# Dog Island in July....?



## DBBLHaulin'ShotCallin' (Feb 12, 2018)

Any word on the inshore bite around Lanark village this time of year (July-August)? What should I look for as for as water temp & tide swings? Any dangerous rocks/hazards I should know about before I launch the skiff for the first time? Would even be willing to meet up with someone who knows the area (beers on me) one weekend and push them around the flats. I typically fish farther east down the Big Bend, but I'm interested in exploring some new fisheries. 

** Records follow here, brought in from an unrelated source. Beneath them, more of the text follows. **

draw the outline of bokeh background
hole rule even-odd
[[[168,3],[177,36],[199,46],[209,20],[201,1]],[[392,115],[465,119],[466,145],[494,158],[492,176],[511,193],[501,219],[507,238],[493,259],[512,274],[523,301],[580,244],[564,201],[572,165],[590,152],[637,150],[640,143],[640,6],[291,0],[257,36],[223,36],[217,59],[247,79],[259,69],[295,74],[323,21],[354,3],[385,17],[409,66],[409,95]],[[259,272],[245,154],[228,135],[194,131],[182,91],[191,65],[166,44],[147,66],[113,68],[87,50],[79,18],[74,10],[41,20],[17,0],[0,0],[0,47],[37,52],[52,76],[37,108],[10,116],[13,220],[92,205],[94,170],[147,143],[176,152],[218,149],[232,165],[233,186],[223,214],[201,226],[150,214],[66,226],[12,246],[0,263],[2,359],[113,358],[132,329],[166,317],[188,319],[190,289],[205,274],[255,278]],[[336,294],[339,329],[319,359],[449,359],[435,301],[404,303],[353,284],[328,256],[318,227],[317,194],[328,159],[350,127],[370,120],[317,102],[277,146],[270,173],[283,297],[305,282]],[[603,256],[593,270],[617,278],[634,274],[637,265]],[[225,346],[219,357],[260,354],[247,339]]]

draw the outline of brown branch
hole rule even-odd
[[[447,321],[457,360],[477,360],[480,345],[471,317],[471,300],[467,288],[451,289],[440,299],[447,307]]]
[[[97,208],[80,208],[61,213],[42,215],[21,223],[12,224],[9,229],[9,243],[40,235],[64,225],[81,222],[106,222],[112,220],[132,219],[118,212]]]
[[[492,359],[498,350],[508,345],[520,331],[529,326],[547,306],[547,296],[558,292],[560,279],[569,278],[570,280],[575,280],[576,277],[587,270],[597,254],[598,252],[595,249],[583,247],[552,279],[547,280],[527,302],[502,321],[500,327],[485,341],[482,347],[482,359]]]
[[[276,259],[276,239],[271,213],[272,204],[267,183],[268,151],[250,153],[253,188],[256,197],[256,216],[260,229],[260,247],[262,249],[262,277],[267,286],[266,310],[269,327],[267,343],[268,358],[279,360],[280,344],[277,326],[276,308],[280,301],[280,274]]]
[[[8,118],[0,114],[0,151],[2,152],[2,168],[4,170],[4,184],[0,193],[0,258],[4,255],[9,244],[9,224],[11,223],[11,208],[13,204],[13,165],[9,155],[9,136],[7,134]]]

*Also interested in any cool sand bars/beach spots accessible by boat that i can pull my LT25 up too in the afternoons to cool off* feel free to share anything


----------



## flysalt060 (Aug 5, 2012)

The Lanark shoal , Turkey pt shoal. Nice report from this past weekend over in northwest forum on fla sportsman. To launch at Lanark ramp you have to join the boat club. They own the ramp. Water temp is 85 surface temp.


----------



## flysalt060 (Aug 5, 2012)

Only waterhole I know is the tiki hut at alligator point marina. Not on the water and not sure if you can dock and walk up or anchor around boat ramp and walk about 75 foot to it. Maybe low hydrogen or forgotten coast will add some info.


----------



## Forgottencoast (Aug 25, 2017)

It’s bigger water than you think, wind has been terrible this month blowing mainly out of the west which is a worst case scenario for this area. There’s good flats both east and west from Lanark. Dog island might be a little too far of a haul in your gheenoe. Trout and redfish are slowing down with the warm weather


----------



## DBBLHaulin'ShotCallin' (Feb 12, 2018)

Forgottencoast said:


> It’s bigger water than you think, wind has been terrible this month blowing mainly out of the west which is a worst case scenario for this area. There’s good flats both east and west from Lanark. Dog island might be a little too far of a haul in your gheenoe. Trout and redfish are slowing down with the warm weather


----------



## DBBLHaulin'ShotCallin' (Feb 12, 2018)

Ended up fishing the flats right outside of Lanark Reef, managed a few trout on the rising tide in the AM but dodged rainstorms for most of the morning.... saw a lot of tarpon tho cool stuff


----------



## Zika (Aug 6, 2015)

Better schedule an appointment with the optometrist, 'cause you're seeing things. There aren't any tarpon from Tampa to the Flora-Bama Lounge.


----------



## LowHydrogen (Dec 31, 2015)

DBBLHaulin'ShotCallin' said:


> Ended up fishing the flats right outside of Lanark Reef, managed a few trout on the rising tide in the AM but dodged rainstorms for most of the morning.... saw a lot of tarpon *Mullet *tho cool stuff


Fixed that typo for ya!


----------



## DBBLHaulin'ShotCallin' (Feb 12, 2018)

On 2nd thought, It was early... and my mind was a little fuzzy from a few too many libations the night before... must've been seeing things.. .


----------